Obamacare, and its recent website implementation is riddle with all the same problems of Soviet era central planning.
In Soviet Union you could be sent to Siberia for speaking out openly, so few Russians criticized the government. They expressed their views in the forms of jokes (anecdotes = little stories). Its eerie how easily these anecdotes can be applied to Obamacare. For your viewing pleasure, the following are Russian anecdotes adopted for Obamacare.
First we start of with honest FAQ.
Q: Will people be able to buy health insurance when Obamacare website is finally built?
A: Some will, some will not.
Q: What is the most permanent feature of Obamacare?
A: Temporary glitches.
Q: What is the difference between private health insurance and Obamacare?
A: Private health insurance must be sold, Obamacare must be bought.
Q: We are told that we are approaching the horizon for a fully functional Obamacare website. What is the horizon?
A: Horizon is an imaginary line which moves away each time you approach it.
Q: After trying to sign up for Obamacare for 7 hours my wife began to sigh. What do I do?
A: Immediately demand her to stop the GOP propaganda.
Q: Is it possible to build Obamacare for example in Hong Kong?”
A: It’s possible, but why? Did Hong Kong do something wrong to you?
Q: I am unemployed and receive a subsidy to buy Obamacare. What shall I do if I suddenly feel a desire to work?
A: Just rest for a while on a sofa. It will pass.
Q: How will income verification work under Obamacare?
A: Enrollee will pretend they have no income, Obamacare will pretend to verify.
Q: How does supply and demand work under Obamacare?
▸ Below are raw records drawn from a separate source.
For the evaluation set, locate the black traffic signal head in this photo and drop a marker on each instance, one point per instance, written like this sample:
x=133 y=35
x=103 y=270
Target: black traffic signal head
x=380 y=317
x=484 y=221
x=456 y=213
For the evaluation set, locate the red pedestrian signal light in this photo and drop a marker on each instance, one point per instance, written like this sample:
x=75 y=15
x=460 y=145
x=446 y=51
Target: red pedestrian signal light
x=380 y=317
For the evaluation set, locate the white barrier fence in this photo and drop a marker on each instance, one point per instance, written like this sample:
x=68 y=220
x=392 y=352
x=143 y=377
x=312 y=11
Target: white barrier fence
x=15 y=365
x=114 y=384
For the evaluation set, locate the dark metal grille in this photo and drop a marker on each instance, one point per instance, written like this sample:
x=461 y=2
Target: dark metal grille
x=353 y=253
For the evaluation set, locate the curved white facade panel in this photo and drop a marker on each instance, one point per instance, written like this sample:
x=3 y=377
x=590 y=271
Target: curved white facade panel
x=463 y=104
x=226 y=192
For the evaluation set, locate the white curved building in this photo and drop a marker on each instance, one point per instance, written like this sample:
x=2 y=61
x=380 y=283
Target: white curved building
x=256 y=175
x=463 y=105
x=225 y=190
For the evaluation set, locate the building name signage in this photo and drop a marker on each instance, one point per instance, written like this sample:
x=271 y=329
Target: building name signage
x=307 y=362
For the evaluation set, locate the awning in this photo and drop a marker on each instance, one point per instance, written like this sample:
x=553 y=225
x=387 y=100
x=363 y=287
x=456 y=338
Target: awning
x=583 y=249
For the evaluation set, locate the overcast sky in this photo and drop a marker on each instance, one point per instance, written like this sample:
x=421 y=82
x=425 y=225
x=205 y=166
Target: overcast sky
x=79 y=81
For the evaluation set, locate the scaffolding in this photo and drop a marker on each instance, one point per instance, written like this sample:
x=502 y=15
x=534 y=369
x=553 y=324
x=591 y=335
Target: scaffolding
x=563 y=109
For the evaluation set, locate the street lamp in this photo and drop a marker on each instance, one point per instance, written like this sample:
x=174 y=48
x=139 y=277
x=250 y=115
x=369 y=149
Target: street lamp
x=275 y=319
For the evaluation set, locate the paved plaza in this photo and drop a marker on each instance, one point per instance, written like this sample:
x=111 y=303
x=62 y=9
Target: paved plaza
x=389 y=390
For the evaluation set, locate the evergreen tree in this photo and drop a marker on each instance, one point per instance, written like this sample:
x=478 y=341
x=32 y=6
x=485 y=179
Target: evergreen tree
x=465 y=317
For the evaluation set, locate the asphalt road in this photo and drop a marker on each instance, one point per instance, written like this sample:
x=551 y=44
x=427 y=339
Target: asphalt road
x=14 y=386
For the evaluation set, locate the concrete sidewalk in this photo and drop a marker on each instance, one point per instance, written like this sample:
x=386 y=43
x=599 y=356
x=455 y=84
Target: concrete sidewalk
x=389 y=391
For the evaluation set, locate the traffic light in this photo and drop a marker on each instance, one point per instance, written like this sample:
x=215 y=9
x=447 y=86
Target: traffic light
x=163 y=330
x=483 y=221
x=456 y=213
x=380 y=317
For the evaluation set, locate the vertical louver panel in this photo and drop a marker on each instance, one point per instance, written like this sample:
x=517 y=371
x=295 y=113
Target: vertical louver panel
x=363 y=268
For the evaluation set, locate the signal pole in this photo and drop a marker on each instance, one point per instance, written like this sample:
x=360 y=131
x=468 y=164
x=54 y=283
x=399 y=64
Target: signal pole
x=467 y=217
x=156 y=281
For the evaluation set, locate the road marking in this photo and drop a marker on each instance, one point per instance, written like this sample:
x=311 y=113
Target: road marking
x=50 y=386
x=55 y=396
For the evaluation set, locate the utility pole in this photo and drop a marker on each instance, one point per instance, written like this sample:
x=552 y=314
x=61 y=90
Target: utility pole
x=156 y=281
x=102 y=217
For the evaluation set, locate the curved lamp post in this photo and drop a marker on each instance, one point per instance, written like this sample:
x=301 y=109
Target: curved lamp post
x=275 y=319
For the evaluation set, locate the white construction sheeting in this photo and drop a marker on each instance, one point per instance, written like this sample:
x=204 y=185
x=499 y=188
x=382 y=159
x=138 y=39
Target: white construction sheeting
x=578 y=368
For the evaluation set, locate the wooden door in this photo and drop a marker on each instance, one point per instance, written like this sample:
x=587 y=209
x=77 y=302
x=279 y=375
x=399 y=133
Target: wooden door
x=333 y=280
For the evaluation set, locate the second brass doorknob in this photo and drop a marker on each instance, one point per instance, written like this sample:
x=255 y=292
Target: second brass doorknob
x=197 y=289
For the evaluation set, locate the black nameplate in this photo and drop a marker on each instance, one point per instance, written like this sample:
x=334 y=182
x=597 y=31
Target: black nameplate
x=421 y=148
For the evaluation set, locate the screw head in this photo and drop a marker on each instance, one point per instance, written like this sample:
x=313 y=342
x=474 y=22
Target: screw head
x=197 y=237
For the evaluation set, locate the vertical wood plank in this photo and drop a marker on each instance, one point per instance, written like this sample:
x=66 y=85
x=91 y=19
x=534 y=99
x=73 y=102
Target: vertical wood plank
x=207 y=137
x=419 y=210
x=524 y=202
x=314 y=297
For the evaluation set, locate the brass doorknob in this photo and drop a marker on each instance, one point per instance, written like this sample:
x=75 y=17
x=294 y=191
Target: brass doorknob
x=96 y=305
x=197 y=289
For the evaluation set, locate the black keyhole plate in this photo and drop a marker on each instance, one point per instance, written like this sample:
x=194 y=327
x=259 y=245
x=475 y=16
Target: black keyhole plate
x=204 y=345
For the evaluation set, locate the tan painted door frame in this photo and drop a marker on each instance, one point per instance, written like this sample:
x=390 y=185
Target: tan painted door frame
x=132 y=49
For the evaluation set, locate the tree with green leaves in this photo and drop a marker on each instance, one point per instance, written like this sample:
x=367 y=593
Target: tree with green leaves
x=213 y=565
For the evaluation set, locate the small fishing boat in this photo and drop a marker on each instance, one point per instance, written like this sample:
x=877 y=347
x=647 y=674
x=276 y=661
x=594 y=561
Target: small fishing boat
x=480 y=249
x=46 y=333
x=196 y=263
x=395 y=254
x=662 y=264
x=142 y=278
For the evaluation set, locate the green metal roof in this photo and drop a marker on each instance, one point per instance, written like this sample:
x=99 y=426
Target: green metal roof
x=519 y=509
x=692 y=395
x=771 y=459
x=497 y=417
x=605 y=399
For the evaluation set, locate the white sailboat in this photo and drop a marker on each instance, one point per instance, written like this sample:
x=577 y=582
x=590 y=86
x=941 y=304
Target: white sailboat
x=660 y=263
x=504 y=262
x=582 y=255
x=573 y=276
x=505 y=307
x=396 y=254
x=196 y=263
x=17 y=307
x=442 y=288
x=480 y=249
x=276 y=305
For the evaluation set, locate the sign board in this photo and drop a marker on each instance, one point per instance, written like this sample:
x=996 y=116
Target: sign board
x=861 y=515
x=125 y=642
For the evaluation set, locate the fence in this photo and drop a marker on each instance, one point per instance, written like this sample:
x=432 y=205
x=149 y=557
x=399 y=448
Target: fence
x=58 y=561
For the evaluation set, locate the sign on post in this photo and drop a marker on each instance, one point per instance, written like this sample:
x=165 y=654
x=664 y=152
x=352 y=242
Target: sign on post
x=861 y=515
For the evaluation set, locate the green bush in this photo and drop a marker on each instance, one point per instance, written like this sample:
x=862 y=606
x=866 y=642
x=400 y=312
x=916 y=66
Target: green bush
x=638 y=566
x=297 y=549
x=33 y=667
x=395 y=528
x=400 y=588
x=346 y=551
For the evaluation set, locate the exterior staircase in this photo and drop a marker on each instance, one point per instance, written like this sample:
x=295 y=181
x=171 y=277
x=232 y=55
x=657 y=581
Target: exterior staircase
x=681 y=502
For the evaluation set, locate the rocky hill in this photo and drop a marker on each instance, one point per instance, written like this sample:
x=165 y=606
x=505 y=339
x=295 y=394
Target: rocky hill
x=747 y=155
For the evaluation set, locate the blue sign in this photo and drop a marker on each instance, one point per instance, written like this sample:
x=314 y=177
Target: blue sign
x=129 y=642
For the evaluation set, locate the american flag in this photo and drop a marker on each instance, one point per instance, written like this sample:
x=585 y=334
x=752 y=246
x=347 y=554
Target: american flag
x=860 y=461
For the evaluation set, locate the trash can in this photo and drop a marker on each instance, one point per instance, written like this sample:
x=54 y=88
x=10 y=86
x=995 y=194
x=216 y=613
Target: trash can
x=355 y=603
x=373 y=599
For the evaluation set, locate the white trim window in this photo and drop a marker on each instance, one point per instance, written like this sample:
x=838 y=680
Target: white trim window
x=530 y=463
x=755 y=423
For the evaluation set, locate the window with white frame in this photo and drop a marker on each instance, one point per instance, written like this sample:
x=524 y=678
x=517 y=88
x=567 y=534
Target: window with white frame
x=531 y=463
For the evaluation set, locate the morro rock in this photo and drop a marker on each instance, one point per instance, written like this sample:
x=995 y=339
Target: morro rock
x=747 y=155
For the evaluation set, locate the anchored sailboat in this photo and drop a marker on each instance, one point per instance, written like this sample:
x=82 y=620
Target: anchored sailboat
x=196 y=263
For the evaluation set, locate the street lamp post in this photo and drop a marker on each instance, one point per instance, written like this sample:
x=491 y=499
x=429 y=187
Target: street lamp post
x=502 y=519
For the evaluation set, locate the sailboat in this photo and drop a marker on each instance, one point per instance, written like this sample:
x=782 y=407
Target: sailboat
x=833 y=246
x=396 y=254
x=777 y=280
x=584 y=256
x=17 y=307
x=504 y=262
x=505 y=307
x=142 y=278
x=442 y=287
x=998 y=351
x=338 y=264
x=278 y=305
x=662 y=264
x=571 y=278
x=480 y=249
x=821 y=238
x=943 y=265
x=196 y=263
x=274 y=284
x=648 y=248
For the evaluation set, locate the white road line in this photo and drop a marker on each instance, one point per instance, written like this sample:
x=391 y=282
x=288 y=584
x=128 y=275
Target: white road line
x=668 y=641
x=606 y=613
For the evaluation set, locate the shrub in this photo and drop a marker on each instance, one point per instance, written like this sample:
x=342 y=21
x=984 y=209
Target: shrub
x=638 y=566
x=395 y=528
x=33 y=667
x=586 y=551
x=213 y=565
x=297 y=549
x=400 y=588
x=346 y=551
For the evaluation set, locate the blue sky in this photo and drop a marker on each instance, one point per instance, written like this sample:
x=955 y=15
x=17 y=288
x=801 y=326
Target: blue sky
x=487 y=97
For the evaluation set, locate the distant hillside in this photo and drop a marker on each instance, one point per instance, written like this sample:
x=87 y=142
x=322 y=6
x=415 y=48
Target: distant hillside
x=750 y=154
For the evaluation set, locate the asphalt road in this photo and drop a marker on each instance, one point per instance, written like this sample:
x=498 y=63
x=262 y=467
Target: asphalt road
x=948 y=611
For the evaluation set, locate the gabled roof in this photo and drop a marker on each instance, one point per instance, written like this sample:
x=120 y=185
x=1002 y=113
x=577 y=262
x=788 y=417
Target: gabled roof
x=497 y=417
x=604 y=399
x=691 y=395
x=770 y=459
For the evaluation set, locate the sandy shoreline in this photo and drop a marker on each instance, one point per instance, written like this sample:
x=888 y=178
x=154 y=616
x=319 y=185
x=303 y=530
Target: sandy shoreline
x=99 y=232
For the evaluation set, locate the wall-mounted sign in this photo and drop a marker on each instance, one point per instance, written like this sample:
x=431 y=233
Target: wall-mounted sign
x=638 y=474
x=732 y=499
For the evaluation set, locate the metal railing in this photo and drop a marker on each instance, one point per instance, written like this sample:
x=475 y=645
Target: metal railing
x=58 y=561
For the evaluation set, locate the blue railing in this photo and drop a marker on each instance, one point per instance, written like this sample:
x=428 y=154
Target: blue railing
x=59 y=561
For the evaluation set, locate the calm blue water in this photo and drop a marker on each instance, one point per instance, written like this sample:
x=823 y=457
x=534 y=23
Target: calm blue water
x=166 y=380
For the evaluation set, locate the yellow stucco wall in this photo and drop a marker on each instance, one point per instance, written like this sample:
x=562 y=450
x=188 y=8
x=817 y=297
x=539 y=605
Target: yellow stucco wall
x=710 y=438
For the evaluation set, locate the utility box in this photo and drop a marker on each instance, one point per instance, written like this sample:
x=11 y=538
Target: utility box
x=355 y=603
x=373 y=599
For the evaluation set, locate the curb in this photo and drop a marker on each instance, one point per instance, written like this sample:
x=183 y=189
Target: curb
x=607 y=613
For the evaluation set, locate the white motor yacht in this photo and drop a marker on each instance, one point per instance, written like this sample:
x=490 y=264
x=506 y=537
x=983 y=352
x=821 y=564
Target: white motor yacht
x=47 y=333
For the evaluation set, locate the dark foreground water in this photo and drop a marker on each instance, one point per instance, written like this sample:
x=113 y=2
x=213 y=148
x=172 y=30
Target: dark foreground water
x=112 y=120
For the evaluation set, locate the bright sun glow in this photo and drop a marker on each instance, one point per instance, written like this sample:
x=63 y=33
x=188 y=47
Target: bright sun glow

A: You are forced to buy Obamacare, and you persuade yourself that you need it.
Q: Are there any countries where it is not possible to implement Obamacare?
A: Yes, countries like Luxembourg are far to small for such a big mess.
Q: What is the difference between the guaranteed freedoms under the law before and after Obamacare? Both guarantee freedom not to buy health insurance?
A: Yes, but before Obamacare the law also guaranteed freedom after not buying health insurance.
Obama begins to give a speech: “Just last month the Obamacare website was standing on an edge of deep abyss. Since then, we’ve taken a significant step forward.”
What is the difference between a pessimist and an optimist?
A pessimist says that Obamacare is so bad that it could not get any worse, while an optimist knows that it can.
Now for some short stories
A lecturer from the democratic party tells the audience about the bright future of Obamacare.
“After first 5 years, every family will have health insurance plan. After the next five years, every family will have their own doctor! And after another 5 years, every family will own an airplane!”
From the audience, somebody asks, “What the hell one may need an airplane for?”
“Don’t you see? Let’s say, there are shortage of antibiotics in your city. No problem! You take your own plane, fly to Washington and buy antibiotics!”
Two former schoolmates met in the street.
“Where do you work?”
“I am a school teacher. And what about you?”
“I work for Obamacare website.”
“Oh, and what are you doing for Obamacare website?”